Turn based movement is an ease of play abstraction. It has enormous numbers of difficulties, which a DM ought to occasionally be willing to deal with by on the fly rulings whenever the rules are breaking player emmersion and creating low fidelity.
However, in general the problems created by turn based resolutions are smaller, much much smaller, than the problems created by attempting to create high fidelity less abstract resolutions.
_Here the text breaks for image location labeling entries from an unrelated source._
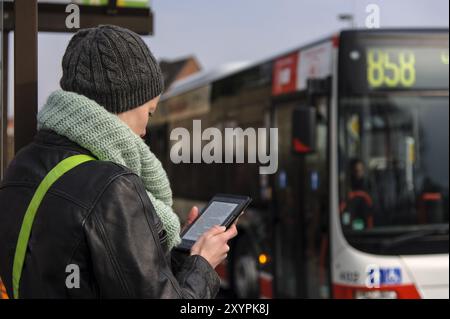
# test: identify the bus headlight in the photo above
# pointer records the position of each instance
(375, 294)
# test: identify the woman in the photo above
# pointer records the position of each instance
(106, 227)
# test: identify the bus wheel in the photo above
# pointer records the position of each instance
(244, 272)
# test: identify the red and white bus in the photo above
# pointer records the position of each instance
(358, 207)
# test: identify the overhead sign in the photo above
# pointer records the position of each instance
(315, 63)
(119, 3)
(285, 74)
(92, 2)
(187, 105)
(133, 3)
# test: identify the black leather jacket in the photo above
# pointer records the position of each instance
(98, 217)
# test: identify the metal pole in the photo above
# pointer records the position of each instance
(25, 72)
(4, 124)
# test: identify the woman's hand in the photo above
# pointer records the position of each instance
(212, 245)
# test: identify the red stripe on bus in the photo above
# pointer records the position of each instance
(348, 292)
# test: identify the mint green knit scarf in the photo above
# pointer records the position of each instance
(88, 124)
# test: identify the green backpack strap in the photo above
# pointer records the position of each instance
(24, 235)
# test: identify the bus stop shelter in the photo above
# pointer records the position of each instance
(28, 17)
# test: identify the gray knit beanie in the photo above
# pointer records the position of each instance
(112, 66)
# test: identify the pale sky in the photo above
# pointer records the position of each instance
(219, 31)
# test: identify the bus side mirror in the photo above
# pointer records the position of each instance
(304, 130)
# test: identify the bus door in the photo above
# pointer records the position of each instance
(301, 205)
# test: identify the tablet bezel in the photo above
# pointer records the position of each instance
(242, 201)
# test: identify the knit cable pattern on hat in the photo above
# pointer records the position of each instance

It's pretty easy to increase the accuracy of a turn based resolution system with respect to capturing analog movement. You simply increase the sampling rate by decreasing the amount of time covered by the abstract round. Often this ends up involving a multi-tiered timing system with larger turns and smaller rounds, segments or impulses. The smaller the amount of time covered in a round, the smaller the 'squares' you can occupy, then the greater fidelity you will have to realities continuous analog experience. However, this tends to be chasing something down the rabbit hole. The more you try to make the actions in a round concrete representations of reality, the more you tend to slip into an 'uncanny valley' where the lack of adherence to expectation more and more annoys. Worse yet, the time required to resolve the combat increases exponentially. Instead of resolving combats in 2 or 3 or 5 or 20 rounds, you may well need 100 or 200 rounds for a combat involving very careful time tracking as actions will typically be ongoing over a different number of rounds for each actor. You might start a 5 round action in turn 6, while the other player has started a 3 round action in turn 4, the spellcaster has a 6 round action that they started in round 2, and the monster is in the midst of a 10 round action begun on round 1. This involves a lot of mental overhead and bookkeeping, and tends to make combat drrrraaaaaggggggg and bog down your story as combats take up a greater and greater percentage of play time. Ironically, what may have started with the intention of having more exciting and more interesting combats, will often result in rules sets that encourage players to avoid combat as a resolution method simply because of the crushing time burden it imposes.